Regarding water detection: yeah, spectrography is just mind blowing, but again, given what we know, there's just nothing that could justify believing that when you detect radiation that fit exactly what you would expect from water molecules, that it could be something else instead... unless you come up with a convincing "something else", your only option is to conclude that the detection is accurate, otherwise you would need to stay open to the possibility of absolutely everything possibly having alternative explanations we haven't thought of yet (though every now and then, that indeed can happen and we need to adjust all our theories that are based on the changed body of knowledge), and progress would not be possible in any area (you need to accept something before you can build on top of it).
The problem is the 'pop sci' reporting. "Earth-like" or "second earth" could easily be swapped for "Venus-like" or "second venus" in 99% of cases where pop-sci uses "Earth like" and still be factually correct.
However, Wobbles and Transit photometry are done over time and plot trends which definitively show that something with a certain mass is orbiting with a certain period around the star.

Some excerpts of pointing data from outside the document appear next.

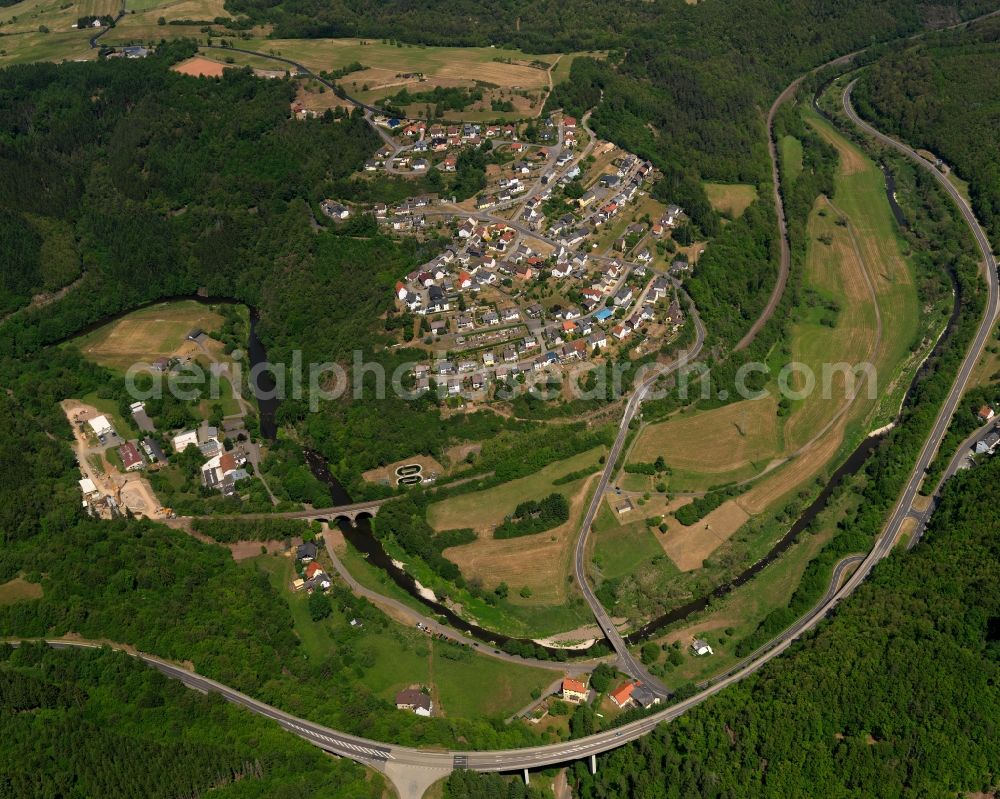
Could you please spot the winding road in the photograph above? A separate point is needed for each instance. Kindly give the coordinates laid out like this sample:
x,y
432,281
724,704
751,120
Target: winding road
x,y
627,661
413,770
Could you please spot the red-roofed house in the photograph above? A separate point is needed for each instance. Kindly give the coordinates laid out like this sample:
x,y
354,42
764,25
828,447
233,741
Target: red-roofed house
x,y
574,690
131,459
622,695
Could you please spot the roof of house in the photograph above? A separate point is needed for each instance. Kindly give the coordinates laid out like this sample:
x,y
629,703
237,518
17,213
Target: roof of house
x,y
313,569
411,697
306,550
623,693
129,454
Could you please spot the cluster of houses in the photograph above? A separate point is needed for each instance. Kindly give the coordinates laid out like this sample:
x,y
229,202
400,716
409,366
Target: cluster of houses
x,y
221,470
313,577
416,701
135,455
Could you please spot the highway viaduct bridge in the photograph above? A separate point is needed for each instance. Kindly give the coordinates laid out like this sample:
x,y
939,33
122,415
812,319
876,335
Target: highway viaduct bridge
x,y
351,513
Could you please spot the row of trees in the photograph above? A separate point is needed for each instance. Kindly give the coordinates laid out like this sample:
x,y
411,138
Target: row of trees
x,y
895,696
102,724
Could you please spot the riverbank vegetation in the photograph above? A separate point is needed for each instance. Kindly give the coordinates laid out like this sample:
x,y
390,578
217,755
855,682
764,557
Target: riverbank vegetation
x,y
896,695
942,95
942,247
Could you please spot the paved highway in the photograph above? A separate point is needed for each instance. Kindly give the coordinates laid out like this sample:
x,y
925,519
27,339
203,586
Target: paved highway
x,y
386,756
627,662
426,765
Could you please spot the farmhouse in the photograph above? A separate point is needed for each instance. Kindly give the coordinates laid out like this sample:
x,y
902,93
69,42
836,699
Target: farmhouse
x,y
622,695
701,647
574,690
131,459
417,701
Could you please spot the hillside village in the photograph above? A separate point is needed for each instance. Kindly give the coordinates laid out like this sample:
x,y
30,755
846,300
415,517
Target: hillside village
x,y
544,268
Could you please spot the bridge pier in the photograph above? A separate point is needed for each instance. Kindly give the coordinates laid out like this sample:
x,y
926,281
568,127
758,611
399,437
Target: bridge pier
x,y
412,782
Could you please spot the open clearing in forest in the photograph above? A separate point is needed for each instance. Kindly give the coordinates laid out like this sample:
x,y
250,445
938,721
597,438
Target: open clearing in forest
x,y
145,335
539,562
730,199
198,67
17,590
483,510
854,252
717,444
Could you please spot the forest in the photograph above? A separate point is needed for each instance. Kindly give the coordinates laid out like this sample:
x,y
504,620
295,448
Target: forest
x,y
100,723
943,94
896,696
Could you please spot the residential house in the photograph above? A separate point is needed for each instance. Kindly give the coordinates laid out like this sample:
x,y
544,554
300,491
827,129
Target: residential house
x,y
700,647
414,700
306,552
622,695
131,459
183,440
574,690
644,697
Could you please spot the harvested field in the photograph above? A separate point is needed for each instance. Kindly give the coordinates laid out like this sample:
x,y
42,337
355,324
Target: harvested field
x,y
539,562
730,199
145,335
717,442
688,547
199,67
17,590
483,510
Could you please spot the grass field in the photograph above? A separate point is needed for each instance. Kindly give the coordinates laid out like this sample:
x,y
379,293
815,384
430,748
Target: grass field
x,y
790,151
713,447
17,590
730,199
619,549
402,657
539,562
148,334
859,304
483,510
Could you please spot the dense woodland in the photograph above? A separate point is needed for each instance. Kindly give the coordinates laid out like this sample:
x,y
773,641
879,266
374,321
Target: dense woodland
x,y
897,696
99,723
944,94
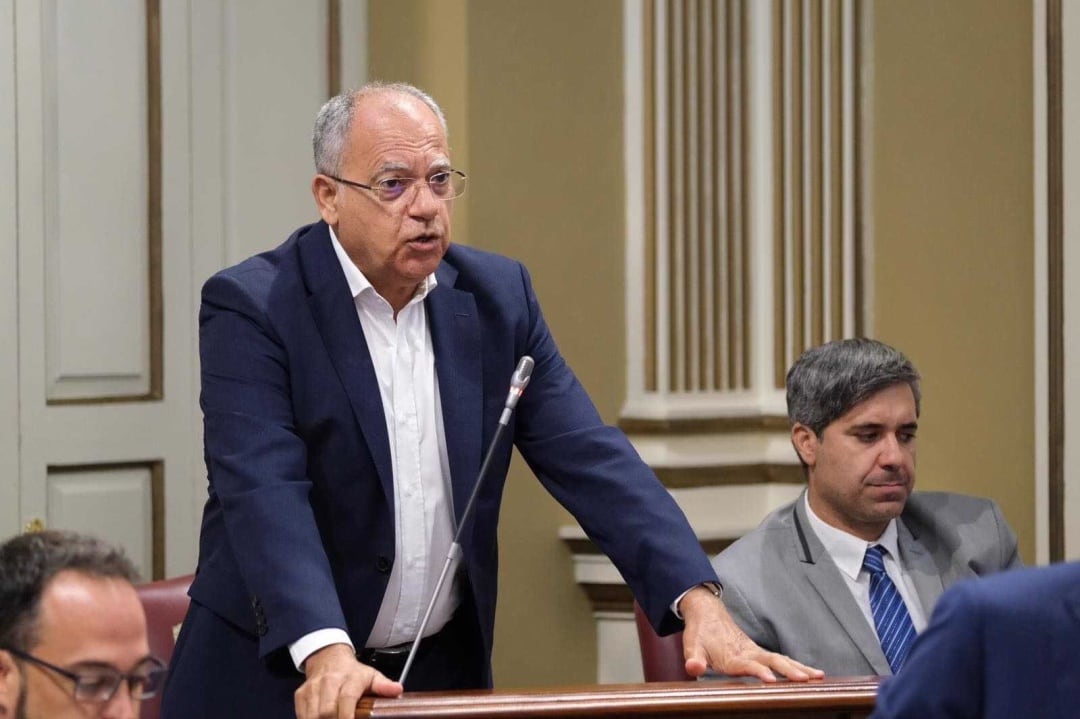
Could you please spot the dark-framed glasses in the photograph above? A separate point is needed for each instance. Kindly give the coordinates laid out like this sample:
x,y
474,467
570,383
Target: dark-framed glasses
x,y
98,683
445,185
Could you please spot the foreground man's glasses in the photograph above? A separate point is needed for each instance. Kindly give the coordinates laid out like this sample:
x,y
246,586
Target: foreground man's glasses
x,y
99,683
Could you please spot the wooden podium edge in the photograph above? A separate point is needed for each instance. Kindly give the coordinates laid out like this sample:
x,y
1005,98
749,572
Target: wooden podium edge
x,y
684,699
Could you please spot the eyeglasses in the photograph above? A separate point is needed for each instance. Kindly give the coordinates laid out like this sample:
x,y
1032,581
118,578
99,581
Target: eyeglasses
x,y
445,185
99,683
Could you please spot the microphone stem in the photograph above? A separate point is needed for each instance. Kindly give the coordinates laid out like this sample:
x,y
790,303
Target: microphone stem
x,y
455,552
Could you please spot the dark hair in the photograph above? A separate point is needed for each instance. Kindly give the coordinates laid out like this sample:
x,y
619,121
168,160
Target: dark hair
x,y
29,561
828,380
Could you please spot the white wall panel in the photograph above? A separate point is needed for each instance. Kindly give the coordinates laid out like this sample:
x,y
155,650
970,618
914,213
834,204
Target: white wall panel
x,y
112,503
275,80
96,153
9,297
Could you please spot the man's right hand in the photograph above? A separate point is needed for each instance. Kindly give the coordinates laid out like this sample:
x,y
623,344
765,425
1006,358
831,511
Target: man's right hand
x,y
335,683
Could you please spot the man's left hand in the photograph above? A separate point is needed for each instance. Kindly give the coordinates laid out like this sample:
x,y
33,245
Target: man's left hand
x,y
713,639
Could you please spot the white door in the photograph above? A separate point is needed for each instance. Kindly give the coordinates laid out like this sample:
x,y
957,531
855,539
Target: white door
x,y
143,146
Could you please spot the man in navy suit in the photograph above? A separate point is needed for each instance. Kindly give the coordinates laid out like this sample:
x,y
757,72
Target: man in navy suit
x,y
351,381
1003,646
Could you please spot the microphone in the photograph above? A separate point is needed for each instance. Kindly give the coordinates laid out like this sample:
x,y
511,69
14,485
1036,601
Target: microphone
x,y
517,383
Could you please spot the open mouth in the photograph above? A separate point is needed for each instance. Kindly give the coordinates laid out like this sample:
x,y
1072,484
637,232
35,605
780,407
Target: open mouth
x,y
424,241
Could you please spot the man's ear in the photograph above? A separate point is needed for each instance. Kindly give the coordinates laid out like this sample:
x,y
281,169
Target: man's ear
x,y
325,192
806,444
10,684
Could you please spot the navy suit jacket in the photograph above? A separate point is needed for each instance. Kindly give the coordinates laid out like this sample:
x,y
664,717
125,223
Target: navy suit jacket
x,y
1000,647
298,529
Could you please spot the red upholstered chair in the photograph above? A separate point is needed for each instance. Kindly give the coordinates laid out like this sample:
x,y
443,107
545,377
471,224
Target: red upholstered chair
x,y
661,656
165,602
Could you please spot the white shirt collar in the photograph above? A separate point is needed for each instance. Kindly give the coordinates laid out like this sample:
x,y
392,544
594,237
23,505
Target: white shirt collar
x,y
846,550
359,283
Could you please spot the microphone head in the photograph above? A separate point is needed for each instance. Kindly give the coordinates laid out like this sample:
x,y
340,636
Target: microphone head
x,y
523,374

There isn't really anything else it could be except an exoplanet, unless our understanding of how physics works was way off, which we know it isn't.
as for Spectrography brabel sums it up in their comment very well.
For example, we know more about the chemical composition of other galaxies than we know about the centre of the earth. Just because we can infer so much from their light spectrum.
(For empirical information about the centre of the earth, we are basically limited to seismic data and perhaps the magnetic field and bumps in gravity?)
We hardly resolve any individual stars in other galaxies (maybe some giant stars inside Andromeda?), so our idea of chemical composition of other galaxies is very... averaged.
We barely can resolve largest and closest exoplanets into a few pixels.
Even though from a theoretical perspective it should be way easier and more reasonable to detect particular molecules on distant planets via spectroscopy compared than to detect things on the mind-blowingly minuscule scale of gravitational waves, I think distant spectroscopy might actually be more prone to error, or at least more prone to false positives.
Just speculating since I have zero expertise in this area, but part of it may be because light from all sorts of sources is reaching us all the time, while gravitational waves significant enough to be feasibly detected pretty much only come from the top percentile of the most energetic events in the universe.
I think if you can discern a gravitational wave-induced spacetime wobble at least once and infer the motion that could've caused it (e.g. black holes/neutron stars merging) and see it matches theoretical expectations, you may continue to have a lot of false negatives, but you probably aren't at high risk of future false positives.
Whereas with spectroscopy, there seem to be a lot of things that can cause both false positives and false negatives even if you do have many prior detections that you believe are accurate. For spectroscopy, both error rates should go down over time as technology and techniques improve, but it seems like it may potentially be an inherently more "murky" observation technique, even if it's far simpler and far less expensive than gravitational wave detection.
(Someone please correct me if I'm wrong about any of this, because there's a pretty good chance I am.)
It is not just gravitational waves, they look at light, with telescopes (visible, infra and ultra), spectrographs, interferometers, radio signals, gamma rays...
Then they combine all that info to come up with cohesive theories. LIGO just by itself would be almost useless.
But it is a fascinating area of research. I never expected that we could measure gravitational waves in our life time.